Atendimento especializado
Fernanda Maia, mãe de uma criança de três anos de idade diagnosticada com mielomeningocele, falou do susto das famílias ao se constatar a doença. Ela ressaltou que teve um atendimento especializado, mas observou que a maioria dos casos não conta com tratamento humanizado. Além disso, a debatedora alertou para o fato de que, tão importante quanto a cirurgia intra-útero, é o acompanhamento pós natal.
Fernanda pediu apoio que o governo de cada estado brasileiro invista no funcionamento de pelo menos um hospital de referência no assunto. Na opinião dela, a medida seria de grande valia, ao permitir que famílias não precisem percorrer distâncias tão grandes em busca de tratamento.
— Seria a realização de um sonho o acesso a um tratamento atualizado, humanizado, médicos que se atualizam e não expõem as crianças a situações desnecessárias: que todas as crianças pudessem ter um tratamento de excelência. Recebo muitos relatos de mães que receberam esse diagnóstico da pior forma possível. Nosso apelo, então, é para que as políticas públicas atendam às nossas gestantes e às nossas crianças em tempo hábil e nunca deixando para a última hora — declarou.
Procedimentos
Para a cirurgiã pediátrica do Hospital das Clínicas de Curitiba Camila Fachin tão importante quanto oferecer a cirurgia é o governo criar uma rede capacitada para o acompanhamento de todos os casos, com qualidade e segurança. A especialista explicou que o diagnóstico da mielomeningocele é feito na ultrassom pré-natal. E informou que a cirurgia fetal diminui o tempo de exposição do tecido neural do bebê com o líquido aminiótico podendo, inclusive, reverter problemas como a hidrocefalia.
Camila observou que cirurgia fetal não é indicada em todos os casos, sendo necessárias avaliações sobre sua eficácia, mas ressaltou que o procedimento traz mais benefícios do que riscos.
— Por isso é tão importante o diagnóstico precoce. O parto prematuro é o principal efeito adverso da cirurgia intrauterina, mas a cirurgia fetal traz mais benefícios do que malefícios — informou a médica.
SUS
O consultor-técnico do Ministério da Saúde Marcos Jonathan Lino dos Santos pontuou que, para o governo incorporar qualquer procedimento na lista de tratamento, o SUS faz antes uma avaliação sobre a viabilidade, a eficácia e os custos, inclusive quanto à capacitação dos profissionais.

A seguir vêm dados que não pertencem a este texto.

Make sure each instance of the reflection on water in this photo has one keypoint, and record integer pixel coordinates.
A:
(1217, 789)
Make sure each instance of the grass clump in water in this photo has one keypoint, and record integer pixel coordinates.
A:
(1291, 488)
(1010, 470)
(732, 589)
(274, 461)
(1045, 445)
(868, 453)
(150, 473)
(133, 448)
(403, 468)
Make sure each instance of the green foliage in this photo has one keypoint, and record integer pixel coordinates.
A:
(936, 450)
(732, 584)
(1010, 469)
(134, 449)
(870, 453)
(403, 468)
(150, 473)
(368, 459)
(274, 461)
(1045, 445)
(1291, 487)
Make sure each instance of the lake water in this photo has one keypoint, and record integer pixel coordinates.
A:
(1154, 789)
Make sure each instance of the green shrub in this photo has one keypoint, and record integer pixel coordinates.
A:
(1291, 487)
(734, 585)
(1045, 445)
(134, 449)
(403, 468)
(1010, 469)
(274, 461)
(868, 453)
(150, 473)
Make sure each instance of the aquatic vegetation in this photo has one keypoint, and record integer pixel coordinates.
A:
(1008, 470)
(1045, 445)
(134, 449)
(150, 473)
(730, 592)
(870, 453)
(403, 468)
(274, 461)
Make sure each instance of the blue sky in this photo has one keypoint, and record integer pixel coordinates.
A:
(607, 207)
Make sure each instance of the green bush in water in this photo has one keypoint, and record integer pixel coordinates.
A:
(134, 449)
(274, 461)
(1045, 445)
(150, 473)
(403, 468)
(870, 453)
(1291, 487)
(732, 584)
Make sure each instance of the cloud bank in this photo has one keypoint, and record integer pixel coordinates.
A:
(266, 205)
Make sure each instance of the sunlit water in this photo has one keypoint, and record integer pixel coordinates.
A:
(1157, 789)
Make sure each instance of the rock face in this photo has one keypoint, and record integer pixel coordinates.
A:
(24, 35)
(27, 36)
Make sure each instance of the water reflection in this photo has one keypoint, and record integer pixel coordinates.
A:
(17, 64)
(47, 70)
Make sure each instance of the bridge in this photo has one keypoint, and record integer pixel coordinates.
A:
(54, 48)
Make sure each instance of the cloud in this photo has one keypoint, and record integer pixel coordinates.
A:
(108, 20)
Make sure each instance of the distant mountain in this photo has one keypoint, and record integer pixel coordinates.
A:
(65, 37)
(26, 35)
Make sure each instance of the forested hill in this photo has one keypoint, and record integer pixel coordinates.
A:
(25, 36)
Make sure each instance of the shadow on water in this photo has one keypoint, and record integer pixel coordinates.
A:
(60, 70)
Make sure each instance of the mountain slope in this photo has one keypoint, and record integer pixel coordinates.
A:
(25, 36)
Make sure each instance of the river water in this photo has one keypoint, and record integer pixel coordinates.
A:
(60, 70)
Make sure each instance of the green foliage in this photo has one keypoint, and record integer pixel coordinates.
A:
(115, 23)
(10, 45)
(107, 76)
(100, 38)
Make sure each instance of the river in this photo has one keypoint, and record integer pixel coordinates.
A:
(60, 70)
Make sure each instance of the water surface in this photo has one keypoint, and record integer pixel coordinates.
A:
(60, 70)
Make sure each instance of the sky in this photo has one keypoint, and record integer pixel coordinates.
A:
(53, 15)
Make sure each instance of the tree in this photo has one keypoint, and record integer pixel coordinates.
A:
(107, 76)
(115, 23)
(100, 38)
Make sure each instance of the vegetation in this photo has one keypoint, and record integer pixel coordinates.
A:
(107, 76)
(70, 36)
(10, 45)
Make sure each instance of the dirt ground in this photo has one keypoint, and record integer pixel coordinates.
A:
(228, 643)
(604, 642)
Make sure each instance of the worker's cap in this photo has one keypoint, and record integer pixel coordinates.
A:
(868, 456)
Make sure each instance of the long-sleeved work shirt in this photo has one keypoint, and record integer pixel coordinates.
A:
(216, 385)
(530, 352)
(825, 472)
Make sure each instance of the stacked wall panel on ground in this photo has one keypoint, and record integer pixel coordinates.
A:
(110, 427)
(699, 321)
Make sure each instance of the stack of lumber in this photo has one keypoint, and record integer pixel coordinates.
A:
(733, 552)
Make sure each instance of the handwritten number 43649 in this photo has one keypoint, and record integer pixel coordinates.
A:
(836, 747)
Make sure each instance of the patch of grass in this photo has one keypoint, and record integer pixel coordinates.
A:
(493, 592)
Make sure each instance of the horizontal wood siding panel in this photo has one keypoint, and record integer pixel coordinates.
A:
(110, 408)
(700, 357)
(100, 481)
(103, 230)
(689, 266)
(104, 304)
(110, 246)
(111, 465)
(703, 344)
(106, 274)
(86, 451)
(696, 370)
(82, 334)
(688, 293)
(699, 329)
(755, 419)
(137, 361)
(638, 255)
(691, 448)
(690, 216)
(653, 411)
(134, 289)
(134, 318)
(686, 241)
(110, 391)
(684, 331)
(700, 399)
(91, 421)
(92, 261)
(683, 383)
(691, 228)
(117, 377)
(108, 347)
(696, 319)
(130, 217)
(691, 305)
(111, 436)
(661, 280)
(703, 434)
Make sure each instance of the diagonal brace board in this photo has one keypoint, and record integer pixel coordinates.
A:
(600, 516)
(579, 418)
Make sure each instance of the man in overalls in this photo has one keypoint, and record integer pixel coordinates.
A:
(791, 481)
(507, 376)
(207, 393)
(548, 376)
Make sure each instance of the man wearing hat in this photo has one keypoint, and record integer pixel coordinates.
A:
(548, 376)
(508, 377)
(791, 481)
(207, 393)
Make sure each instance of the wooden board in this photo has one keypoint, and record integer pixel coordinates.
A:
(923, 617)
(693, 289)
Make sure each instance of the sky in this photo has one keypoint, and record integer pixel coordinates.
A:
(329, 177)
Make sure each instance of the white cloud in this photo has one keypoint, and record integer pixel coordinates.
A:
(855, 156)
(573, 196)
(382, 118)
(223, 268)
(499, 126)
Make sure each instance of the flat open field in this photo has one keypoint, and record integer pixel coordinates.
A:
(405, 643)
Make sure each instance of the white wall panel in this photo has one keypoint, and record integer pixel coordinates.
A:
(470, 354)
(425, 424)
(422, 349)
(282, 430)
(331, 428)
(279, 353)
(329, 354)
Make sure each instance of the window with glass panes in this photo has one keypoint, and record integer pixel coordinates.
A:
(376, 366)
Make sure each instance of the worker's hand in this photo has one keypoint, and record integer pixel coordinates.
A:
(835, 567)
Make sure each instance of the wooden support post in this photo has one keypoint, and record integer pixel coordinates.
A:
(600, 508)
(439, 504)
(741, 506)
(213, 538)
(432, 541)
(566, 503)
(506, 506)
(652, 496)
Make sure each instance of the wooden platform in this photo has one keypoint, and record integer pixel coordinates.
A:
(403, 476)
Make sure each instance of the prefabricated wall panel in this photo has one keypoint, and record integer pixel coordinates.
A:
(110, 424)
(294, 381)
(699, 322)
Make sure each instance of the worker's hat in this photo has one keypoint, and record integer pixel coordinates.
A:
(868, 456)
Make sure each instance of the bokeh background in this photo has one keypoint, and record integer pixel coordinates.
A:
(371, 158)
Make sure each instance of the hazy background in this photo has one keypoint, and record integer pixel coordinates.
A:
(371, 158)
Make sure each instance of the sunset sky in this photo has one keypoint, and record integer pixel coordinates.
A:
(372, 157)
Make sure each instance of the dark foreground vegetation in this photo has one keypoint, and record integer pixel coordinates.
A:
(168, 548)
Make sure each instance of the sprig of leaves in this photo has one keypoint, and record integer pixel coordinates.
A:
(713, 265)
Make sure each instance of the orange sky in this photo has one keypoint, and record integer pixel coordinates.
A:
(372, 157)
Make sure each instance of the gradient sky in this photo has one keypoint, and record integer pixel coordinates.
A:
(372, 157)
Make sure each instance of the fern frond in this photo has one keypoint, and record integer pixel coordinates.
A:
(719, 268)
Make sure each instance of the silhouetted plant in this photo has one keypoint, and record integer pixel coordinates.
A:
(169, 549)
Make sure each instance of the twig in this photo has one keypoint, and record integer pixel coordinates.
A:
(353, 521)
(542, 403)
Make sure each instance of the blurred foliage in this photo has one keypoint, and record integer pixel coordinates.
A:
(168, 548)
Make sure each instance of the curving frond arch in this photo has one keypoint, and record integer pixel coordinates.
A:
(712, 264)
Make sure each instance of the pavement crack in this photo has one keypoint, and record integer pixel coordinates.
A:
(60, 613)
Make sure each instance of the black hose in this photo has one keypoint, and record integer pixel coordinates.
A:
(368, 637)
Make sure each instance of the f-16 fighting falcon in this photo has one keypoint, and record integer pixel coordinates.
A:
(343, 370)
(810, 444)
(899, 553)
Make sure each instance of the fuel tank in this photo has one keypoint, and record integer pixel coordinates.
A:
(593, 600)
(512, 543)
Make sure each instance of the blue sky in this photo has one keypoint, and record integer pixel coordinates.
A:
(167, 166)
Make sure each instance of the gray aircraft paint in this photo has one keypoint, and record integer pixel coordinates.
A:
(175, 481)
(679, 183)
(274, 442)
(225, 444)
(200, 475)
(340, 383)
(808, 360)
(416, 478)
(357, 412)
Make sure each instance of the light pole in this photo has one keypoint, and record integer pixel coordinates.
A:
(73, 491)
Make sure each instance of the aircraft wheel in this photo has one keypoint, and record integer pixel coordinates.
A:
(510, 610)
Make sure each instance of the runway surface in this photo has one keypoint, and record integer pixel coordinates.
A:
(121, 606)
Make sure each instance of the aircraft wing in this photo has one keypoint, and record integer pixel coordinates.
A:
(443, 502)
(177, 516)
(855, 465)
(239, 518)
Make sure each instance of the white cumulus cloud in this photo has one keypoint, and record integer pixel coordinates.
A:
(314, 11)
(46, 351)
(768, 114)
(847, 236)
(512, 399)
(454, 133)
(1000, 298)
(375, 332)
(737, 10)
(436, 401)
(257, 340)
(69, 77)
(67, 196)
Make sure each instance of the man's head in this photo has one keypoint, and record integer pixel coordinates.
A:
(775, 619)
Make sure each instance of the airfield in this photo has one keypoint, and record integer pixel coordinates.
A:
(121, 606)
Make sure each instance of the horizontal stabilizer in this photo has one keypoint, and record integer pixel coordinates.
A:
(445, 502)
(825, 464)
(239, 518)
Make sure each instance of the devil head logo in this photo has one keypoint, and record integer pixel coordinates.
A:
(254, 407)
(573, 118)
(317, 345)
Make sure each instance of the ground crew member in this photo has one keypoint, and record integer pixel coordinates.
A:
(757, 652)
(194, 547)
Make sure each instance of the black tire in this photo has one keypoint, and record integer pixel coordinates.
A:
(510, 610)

Ele ressaltou que laudo da Comissão Nacional de Incorporação de Tecnologias no Sistema Único de Saúde (Conitec) apontou riscos quanto à cirurgia intrauterina de mielomeningocele e que pesquisas não mostraram resultados benéficos da incorporação desse procedimento pelo sistema público de saúde. O debatedor afirmou, no entanto, que estudos mais recentes poderão embasar novo parecer a respeito do assunto.
— A reunião de evidências dos benefícios da cirurgia intra-útero é necessária para nova reunião e reavaliação pelo corpo técnico do Conitec. Temos a possibilidade de fazer novamente esse caminho e realizar nova avaliação e a partir do momento em que a Conitec se mostrar favorável, poderemos, sim, ter a inclusão desse tipo de cirurgia na lista de procedimentos do SUS — complementou.